A MODEL BASED ASSESSMENT OF REDISTRIBUTION DEPENDENT ELIMINATION AND BIOAVAILABILITY OF RIFABUTIN

The autoinduction characteristic of rifabutin (RIF) following multiple oral dosing was investigated via pharmacokinetic modeling. A two-compartment model with first-order absorption was fit to plasma RIF data obtained from a study conducted in healthy normal volunteers following both a single and multiple oral doses. Parameter estimates showed an elimination rate constant (k₁₀) of about 0·12--0·14 h⁻¹ which was independent of the single or multiple-dosing condition. The lower-than-expected drug accumulation following multiple dosing seems to suggest that prolonged dosing perturbs the linear kinetic system. However, this analysis has shown no significant changes (p>0·05) in the rate constants describing RIF absorption, tissue distribution/redistribution, and elimination.
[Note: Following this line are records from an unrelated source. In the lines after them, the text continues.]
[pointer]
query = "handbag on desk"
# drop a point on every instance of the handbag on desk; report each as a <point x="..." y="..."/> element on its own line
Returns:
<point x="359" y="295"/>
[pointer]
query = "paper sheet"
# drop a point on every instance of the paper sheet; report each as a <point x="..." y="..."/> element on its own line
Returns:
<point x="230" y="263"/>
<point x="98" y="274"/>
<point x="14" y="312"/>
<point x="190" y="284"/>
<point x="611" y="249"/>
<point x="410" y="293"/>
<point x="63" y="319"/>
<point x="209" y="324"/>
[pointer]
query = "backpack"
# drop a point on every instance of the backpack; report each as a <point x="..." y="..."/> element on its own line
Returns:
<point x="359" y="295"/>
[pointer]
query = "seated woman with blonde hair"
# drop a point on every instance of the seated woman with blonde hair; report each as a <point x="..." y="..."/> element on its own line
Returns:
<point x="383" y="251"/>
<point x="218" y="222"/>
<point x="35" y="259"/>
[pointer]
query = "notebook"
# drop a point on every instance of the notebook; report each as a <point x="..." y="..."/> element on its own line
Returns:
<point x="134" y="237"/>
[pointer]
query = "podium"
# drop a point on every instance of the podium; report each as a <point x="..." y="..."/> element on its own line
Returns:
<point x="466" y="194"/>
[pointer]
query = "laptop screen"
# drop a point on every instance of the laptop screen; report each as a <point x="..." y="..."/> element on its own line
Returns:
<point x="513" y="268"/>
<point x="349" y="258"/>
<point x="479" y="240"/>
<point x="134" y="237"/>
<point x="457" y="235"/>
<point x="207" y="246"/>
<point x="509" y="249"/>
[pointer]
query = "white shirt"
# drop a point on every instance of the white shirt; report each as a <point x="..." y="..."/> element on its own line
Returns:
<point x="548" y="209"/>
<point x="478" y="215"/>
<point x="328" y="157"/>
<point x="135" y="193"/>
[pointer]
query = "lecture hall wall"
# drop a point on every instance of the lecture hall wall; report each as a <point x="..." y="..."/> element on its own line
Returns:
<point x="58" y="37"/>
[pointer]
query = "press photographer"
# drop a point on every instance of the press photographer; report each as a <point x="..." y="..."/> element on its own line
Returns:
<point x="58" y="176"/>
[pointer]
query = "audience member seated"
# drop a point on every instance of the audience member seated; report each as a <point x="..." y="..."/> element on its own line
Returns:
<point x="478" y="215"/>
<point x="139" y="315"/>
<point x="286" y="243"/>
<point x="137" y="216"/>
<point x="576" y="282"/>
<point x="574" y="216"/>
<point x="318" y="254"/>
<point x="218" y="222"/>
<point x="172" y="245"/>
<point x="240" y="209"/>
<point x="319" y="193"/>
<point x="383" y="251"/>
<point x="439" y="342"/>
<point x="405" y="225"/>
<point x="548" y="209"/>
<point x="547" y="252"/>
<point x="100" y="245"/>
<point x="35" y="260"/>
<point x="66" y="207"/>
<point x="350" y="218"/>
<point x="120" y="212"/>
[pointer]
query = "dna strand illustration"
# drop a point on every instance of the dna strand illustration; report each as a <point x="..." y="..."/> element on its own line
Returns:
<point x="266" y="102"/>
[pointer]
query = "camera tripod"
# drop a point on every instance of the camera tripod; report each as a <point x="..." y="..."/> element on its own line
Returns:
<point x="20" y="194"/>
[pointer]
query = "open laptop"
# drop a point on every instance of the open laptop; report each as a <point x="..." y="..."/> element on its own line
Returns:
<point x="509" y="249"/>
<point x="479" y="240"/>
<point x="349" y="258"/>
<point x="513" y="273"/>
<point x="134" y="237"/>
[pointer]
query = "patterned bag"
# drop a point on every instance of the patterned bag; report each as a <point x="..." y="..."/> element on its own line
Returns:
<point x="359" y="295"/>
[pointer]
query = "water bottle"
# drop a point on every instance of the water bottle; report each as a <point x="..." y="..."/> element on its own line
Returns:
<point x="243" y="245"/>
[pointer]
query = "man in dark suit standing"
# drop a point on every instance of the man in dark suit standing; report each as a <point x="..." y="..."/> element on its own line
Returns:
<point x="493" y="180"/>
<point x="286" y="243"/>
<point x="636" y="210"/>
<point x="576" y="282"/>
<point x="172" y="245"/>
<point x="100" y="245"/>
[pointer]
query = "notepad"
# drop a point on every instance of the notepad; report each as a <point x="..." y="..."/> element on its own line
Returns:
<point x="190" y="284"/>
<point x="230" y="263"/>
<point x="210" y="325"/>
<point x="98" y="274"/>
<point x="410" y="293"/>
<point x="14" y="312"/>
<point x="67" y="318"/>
The mean rate of drug redistribution from the tissue compartment (k₂₁; 0·04--0·06 h⁻¹) was twofold to threefold lower than k₁₀, and, with a large steady-state distribution volume (V_ss/F after a single dose, 1630 L), RIF elimination appears to be dependent on drug redistribution. This hypothesis was further supported by a significant correlation (p<0·01) BETWEEN RIF TISSUE REDISTRIBUTION (k₂₁) and terminal disposition phase rate (λ_z) constants. The redistribution dependent elimination of RIF also helps explain the stability of the terminal half-life under both single and multiple-dosing paradigms. Urinary excretion of RIF and its 25-O-deacetyl metabolite totalled less than 7% of the oral dose following single dosing, and decreased to about 4% after multiple dosing. For individual patients, the decrease in urinary recovery of the 25-O-deacetyl metabolite was directly proportional to the decrease in urinary RIF recovery. In addition, both estimates of the model intercepts (A and B) were lower following multiple dosing. Further analyses revealed a linear relationship between A and B intercepts, and also between the urinary RIF recovery and the B intercept. These relationships, in conjunction with the lack of significant increase in the rate of elimination, indicate that induction of presystemic extrahepatic metabolism and/or decrease in the extent of oral absorption may be the primary causes for the lower-than-expected systemic RIF plasma levels after multiple oral dosing.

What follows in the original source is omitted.